The visitors’ center at Lowell Observatory opened in November 2024.
(Photo by Abe Snider/Lowell Observatory.)
Bosh declined to explain the observatory’s financial predicament. She says that minus the current uncertainties surrounding federal funding, “Lowell might not be in this situation.” Based on a presentation by Bosh from last June, Lowell’s annual running costs are about $22 million, with a deficit of roughly $8.5 million, says van Belle.
Although the threats to federal funding are an “aggravating factor, they are not the root cause,” says van Belle. Instead, he and other current and former Lowell astronomers and members of the observatory’s advisory board point to a new visitors’ center and the construction of the Lowell Discovery Telescope, with twin tabs of $53 million; delays and rising costs from the 2008 economic crash and COVID-19; and long-term mismanagement.
Van Belle predicts that most of the staff astronomers will leave within a year. Some will leave because they have no external funding. And the ones with grants, he says, will “be attractive and will move to greener pastures.”
A road to recovery
Bosh acknowledges that Lowell science could see a downturn in the near term. But, she says, “We have a plan that we believe will see us through this period of uncertainty.”
That plan includes focusing resources on the strategic areas of planetary defense—tracking potentially hazardous asteroids and comets—and exoplanet research, both of which the observatory judges to have a good chance of getting federal funding. Each area will be led by an in-house astronomer whose salary is covered in roughly equal parts by the observatory and grants. Externally funded independent scientists and emeritus astronomers will retain access to observatory facilities, including office space, email, and telescopes. And the observatory will continue hosting postdoctoral astronomers.
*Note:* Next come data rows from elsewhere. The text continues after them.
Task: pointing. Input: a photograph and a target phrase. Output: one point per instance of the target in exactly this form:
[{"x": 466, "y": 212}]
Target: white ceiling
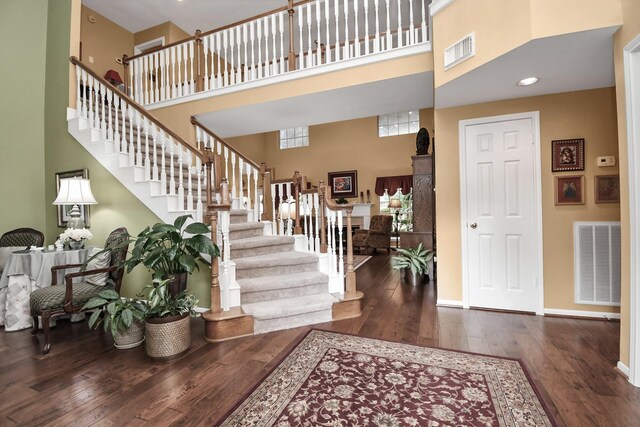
[
  {"x": 386, "y": 96},
  {"x": 566, "y": 63},
  {"x": 190, "y": 15}
]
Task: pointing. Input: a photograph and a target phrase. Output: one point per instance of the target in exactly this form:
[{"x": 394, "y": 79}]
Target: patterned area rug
[{"x": 332, "y": 379}]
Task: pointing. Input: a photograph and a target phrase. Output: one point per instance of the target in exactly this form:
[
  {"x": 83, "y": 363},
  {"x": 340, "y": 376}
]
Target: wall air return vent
[
  {"x": 596, "y": 253},
  {"x": 460, "y": 51}
]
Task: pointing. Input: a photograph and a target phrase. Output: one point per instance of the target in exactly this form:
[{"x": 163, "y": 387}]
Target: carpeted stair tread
[
  {"x": 282, "y": 281},
  {"x": 289, "y": 307},
  {"x": 276, "y": 259},
  {"x": 261, "y": 241}
]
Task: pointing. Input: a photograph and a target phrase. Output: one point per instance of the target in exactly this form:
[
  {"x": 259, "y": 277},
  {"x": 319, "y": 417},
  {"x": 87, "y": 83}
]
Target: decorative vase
[
  {"x": 167, "y": 337},
  {"x": 132, "y": 337},
  {"x": 76, "y": 244}
]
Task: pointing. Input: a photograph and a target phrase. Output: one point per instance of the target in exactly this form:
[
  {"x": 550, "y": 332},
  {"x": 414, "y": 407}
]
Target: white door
[{"x": 501, "y": 215}]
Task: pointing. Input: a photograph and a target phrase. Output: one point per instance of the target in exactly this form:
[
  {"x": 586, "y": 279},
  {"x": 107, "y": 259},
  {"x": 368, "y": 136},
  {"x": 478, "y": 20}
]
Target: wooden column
[{"x": 292, "y": 54}]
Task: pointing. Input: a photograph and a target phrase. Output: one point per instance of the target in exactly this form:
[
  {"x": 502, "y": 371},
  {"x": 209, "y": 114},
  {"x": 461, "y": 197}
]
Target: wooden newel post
[
  {"x": 267, "y": 212},
  {"x": 199, "y": 56},
  {"x": 297, "y": 183},
  {"x": 321, "y": 202},
  {"x": 125, "y": 64},
  {"x": 351, "y": 274},
  {"x": 292, "y": 54}
]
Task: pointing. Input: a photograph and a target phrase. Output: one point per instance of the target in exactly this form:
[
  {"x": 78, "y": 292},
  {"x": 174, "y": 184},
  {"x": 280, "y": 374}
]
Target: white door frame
[
  {"x": 535, "y": 118},
  {"x": 632, "y": 67}
]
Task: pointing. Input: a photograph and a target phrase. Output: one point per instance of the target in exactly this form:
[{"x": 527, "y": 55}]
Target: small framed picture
[
  {"x": 343, "y": 184},
  {"x": 569, "y": 190},
  {"x": 63, "y": 210},
  {"x": 567, "y": 155},
  {"x": 607, "y": 189}
]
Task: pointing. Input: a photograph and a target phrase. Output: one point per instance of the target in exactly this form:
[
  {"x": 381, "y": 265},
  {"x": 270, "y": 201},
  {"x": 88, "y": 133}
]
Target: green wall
[{"x": 23, "y": 36}]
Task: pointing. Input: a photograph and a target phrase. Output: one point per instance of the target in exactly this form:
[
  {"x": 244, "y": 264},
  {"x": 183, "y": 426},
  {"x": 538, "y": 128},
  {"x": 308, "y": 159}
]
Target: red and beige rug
[{"x": 331, "y": 379}]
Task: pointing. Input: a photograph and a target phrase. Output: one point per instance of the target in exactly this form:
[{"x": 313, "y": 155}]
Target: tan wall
[
  {"x": 105, "y": 41},
  {"x": 630, "y": 29},
  {"x": 502, "y": 25},
  {"x": 587, "y": 114},
  {"x": 341, "y": 146},
  {"x": 168, "y": 30},
  {"x": 177, "y": 117}
]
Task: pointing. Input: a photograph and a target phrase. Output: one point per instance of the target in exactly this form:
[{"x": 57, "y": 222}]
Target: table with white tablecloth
[{"x": 25, "y": 272}]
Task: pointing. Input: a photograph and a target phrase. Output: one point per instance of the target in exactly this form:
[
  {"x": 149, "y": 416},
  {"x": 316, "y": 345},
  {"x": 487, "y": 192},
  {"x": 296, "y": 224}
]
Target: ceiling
[
  {"x": 366, "y": 100},
  {"x": 565, "y": 63},
  {"x": 189, "y": 15}
]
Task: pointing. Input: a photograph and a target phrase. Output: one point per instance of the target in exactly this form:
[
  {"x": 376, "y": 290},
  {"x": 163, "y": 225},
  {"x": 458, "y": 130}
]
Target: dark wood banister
[
  {"x": 215, "y": 30},
  {"x": 137, "y": 107},
  {"x": 195, "y": 122}
]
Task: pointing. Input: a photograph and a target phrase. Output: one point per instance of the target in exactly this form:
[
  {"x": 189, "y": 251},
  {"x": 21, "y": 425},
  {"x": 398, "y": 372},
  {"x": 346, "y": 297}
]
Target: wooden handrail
[
  {"x": 208, "y": 131},
  {"x": 137, "y": 107}
]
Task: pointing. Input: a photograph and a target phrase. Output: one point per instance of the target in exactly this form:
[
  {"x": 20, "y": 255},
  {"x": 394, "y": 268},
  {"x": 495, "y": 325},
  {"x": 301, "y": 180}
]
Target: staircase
[
  {"x": 280, "y": 287},
  {"x": 266, "y": 284}
]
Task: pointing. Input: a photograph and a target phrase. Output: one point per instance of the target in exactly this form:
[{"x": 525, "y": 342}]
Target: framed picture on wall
[
  {"x": 567, "y": 155},
  {"x": 63, "y": 210},
  {"x": 343, "y": 184},
  {"x": 569, "y": 190},
  {"x": 607, "y": 189}
]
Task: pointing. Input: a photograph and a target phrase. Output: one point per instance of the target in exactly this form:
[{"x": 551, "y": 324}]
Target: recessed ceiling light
[{"x": 528, "y": 81}]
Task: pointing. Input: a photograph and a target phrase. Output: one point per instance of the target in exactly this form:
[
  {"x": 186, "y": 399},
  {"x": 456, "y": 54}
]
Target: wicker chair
[
  {"x": 55, "y": 300},
  {"x": 378, "y": 236},
  {"x": 22, "y": 237}
]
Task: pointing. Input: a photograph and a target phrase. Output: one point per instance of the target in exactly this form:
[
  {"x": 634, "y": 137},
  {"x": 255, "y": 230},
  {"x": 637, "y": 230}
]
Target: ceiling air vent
[{"x": 460, "y": 51}]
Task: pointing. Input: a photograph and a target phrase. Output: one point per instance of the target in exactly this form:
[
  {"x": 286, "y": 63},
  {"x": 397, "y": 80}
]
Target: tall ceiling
[{"x": 190, "y": 15}]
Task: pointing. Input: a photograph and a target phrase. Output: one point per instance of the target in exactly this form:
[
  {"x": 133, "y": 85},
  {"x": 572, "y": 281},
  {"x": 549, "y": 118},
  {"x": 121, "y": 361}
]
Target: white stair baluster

Over time, Bosh says, the plan is to establish endowed chairs, akin to those in university departments, as a way of building back the in-house science capacity. And the observatory will emphasize building revenue streams by, among other measures, attracting more visitors and selling more time on the Lowell Discovery Telescope to academic, military, and commercial customers.
Lowell’s dual mission of doing and disseminating science is not changing, says Bosh. “As a scientist, and as a human being, I feel strongly that support for basic research is really important both to learn something and to feed our souls.” Lowell has faced challenging times in the past, she says. “I think we will get through this too.”